Methane In $\mathbb{R}^4$ ?

Denote $n+1$ non-zero unit vectors in $\mathbb{R}^n$ by $\{\mathbf{u}_i, i=1,2, \ldots, n+1\}$ . Define the center of gravity of these vectors by $\mathbf{g}=\frac{1}{n+1} \sum_{i=1}^{n+1} \mathbf{u_i}$ If the common cosines between the vectors $\{\mathbf{u}_i\}$ be denoted by $\cos(\theta_n)$ , then for all $i=1,2,\ldots, n+1$ we have $\mathbf{u}_i.\mathbf{g}=\frac{1}{n+1} (1 + n \cos(\theta_n) )$ Since the vectors $\{\mathbf{u}_i, i=1,2,\ldots,n+1\}$ lives in an $n$ -dimensional space, they must be linearly dependent . Thus there exists scalars $\lambda_i$ , not all-zero, such that $\sum_{i=1}^{n+1}\lambda_i \mathbf{u}_i=0$ Taking dot product of the above equation with $\mathbf{g}$ , we conclude that $(1+ n\cos(\theta_n))\bigg(\sum_{i=1}^{n+1}\lambda_i\bigg)=0$ Which implies $\cos(\theta_n)=-\frac{1}{n}$ provided $\sum_{i=1}^{n+1}\lambda_i\neq 0$ , i.e., the vectors are affinely independent, i.e., they enclose a strictly positive volume in $\mathbb{R}^n$ . See my comment below for a proof.
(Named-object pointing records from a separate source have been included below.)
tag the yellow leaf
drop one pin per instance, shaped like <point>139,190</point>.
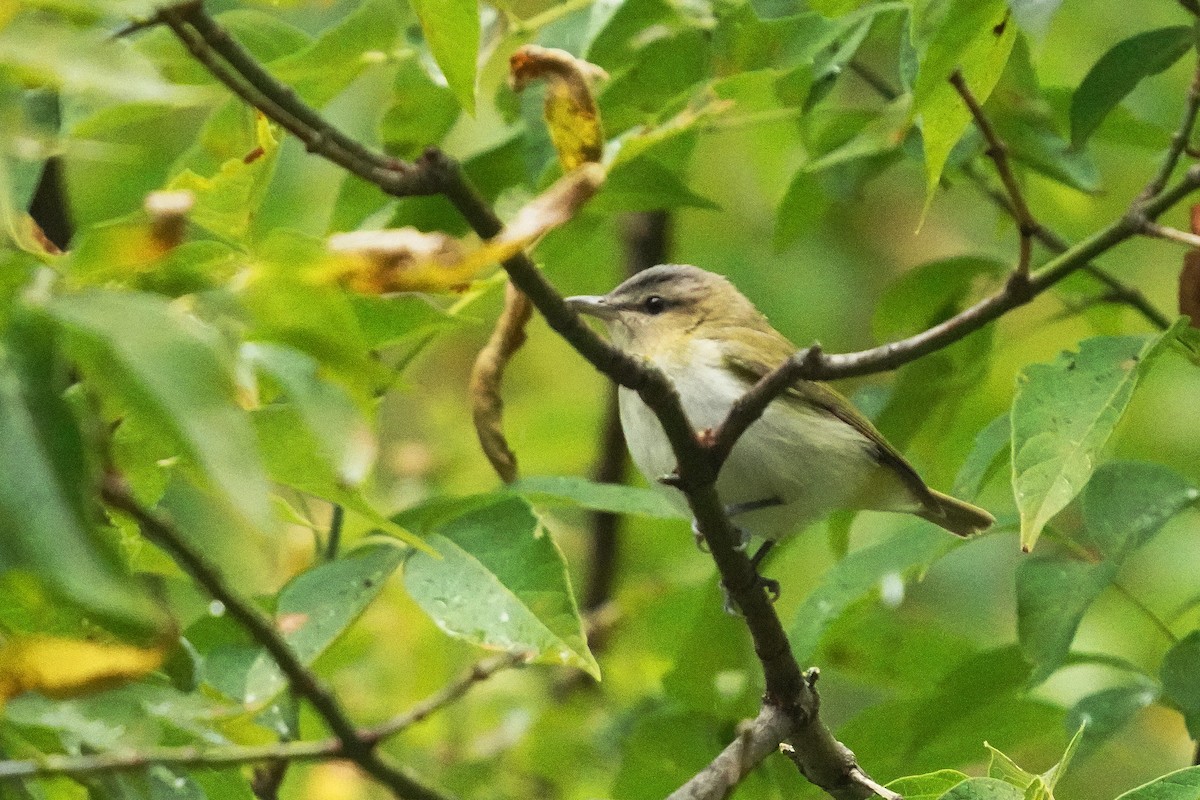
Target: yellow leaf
<point>570,109</point>
<point>63,668</point>
<point>406,259</point>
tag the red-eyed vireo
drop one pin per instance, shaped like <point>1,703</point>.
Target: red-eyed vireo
<point>810,453</point>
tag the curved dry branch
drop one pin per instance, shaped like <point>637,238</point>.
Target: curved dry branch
<point>821,757</point>
<point>486,374</point>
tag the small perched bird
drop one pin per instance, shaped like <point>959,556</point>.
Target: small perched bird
<point>810,453</point>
Hence, for $n=4$ , the answer is $-0.25$ and $\lim_{n \to \infty} \theta_n \to \frac{\pi}{2}$ .

My solution is inductive in the number of dimensions $n$ . It is a more general solution than others have given, because it assumes no more than a sequence of nested inner product spaces of increasing dimension.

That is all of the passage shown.